Es así que se han ido formando caseríos y veredas a donde se están mudando cada vez más personas con la promesa de lograr estabilidad económica. Un ejemplo de estos lugares es la vereda La Cristalina. Llegar a ella es fácil, basta con atravesar dos horas la selva desde el pueblo más cercano (cinco si la lluvia deshace la carretera) y tener mucha paciencia. El recorrido es un ejemplo excelente para visualizar los grados de intervención de la selva: se ven parches de selva virgen, selva restaurada, potreros limpios y hectáreas de árboles cortados y quemados. Todos estos paisajes revelan dinámicas sociales, económicas e históricas de la región, así como interacciones socioecosistémicas y formas de habitar el territorio.
La Cristalina se fundó hace unas tres décadas. Familias como la de Rubiela llegaron, poco a poco, con la intención de construir una finca que les permitiera vivir más cerca de la naturaleza. En esa época, para llegar, se necesitaba casi un día andando a caballo, atravesando el monte con las raciones de comida contadas y la ropa bien empacada para que no se mojara mucho. Como doña Rubiela recuerda, lo que les inspiró para hacer estos viajes era el sentido de la aventura, de descubrir un lugar nuevo y adentrarse en la selva, cohabitar con los animales y las plantas.

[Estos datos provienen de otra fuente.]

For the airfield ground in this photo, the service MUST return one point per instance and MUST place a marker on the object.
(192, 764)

Por eso, al principio, solo se encontraban algunas fincas aisladas, a las que solo lograban llegar los iniciados, es decir, quienes podían leer bien los caminos dentro de las plantas. Cada viaje desde el pueblo lo hacían en grupos de quince personas que después se iban separando a medida que cada familia se desviaba para su finca y, aunque no se veían mucho cuando estaban allá, siempre acordaban una fecha y punto de encuentro para el regreso. Así los riesgos de la aventura se reducían.

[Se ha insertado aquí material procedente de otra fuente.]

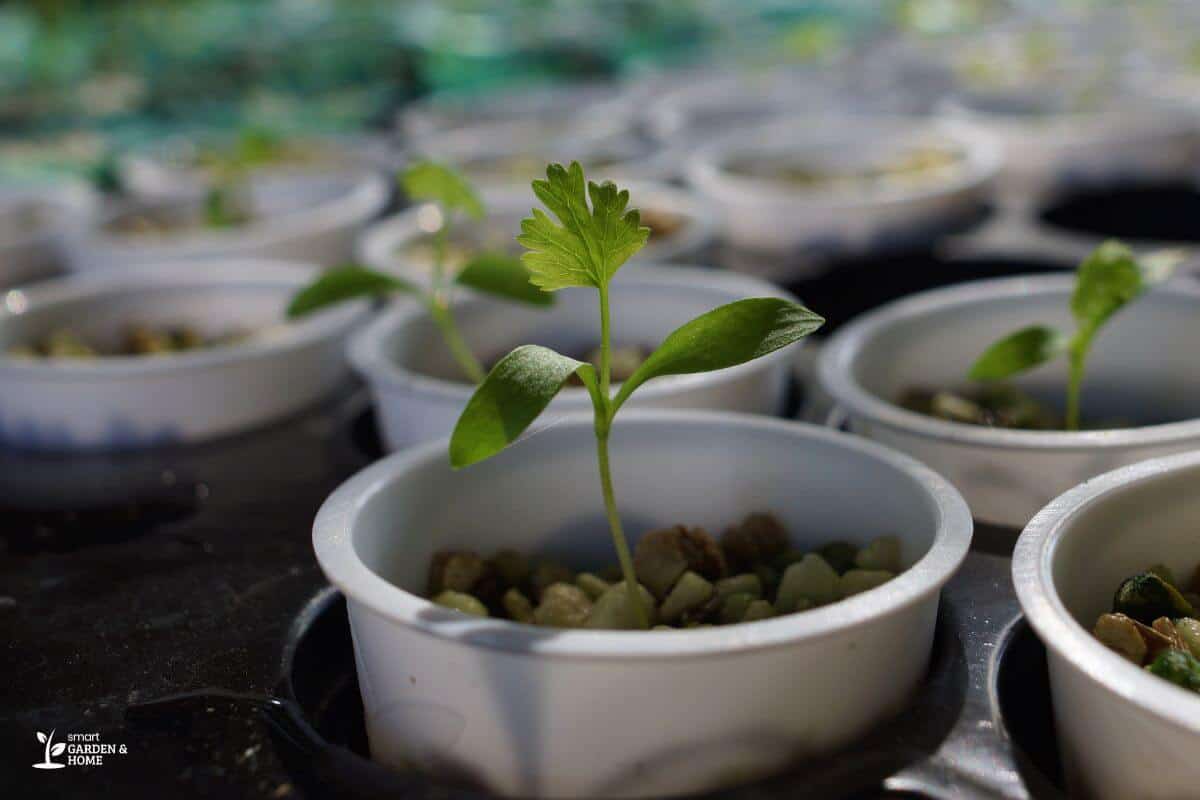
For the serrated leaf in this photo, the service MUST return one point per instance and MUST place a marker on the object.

El tamaño del caserío fue aumentando gradualmente a medida que llegaron más personas. Esto hacía que fuera un lugar más atractivo para el comercio. De este modo, la selva fue cediendo espacio poco a poco, pues donde antes había una sola finca, con un pequeño potrero para una decena de vacas, fueron apareciendo dos o tres. Se empezó a formar una comunidad de personas con historias y procedencias muy distintas a quienes las unía las ganas de tener un hogar rodeado de los sonidos de la selva y dejar su marca en la expansión de las fronteras del país. Y aunque el aislamiento y la presencia de grupos armados era una barrera para generar opciones económicas —más bien la única opción viable era la producción de coca y hoy en día la ganadería—, eso no ha impedido que se sobreviva y se pueda comprar lo que la selva no regala.
Actualmente el caserío La Cristalina es más grande que nunca y cada año aumenta el número de habitantes. Esto ha atraído también la oferta de servicios y productos para los que antes había que realizar uno o incluso dos días de viaje. Ahora hay conexión eléctrica (casi constante), puntos de acceso a internet, Efecty y Paga Todo. La Institución Educativa La Cristalina es una de las más grandes de la zona y de las pocas que llega hasta la media técnica, lo que también atrae a familias que ven en la educación la posibilidad de un mejor futuro para sus hijos e hijas.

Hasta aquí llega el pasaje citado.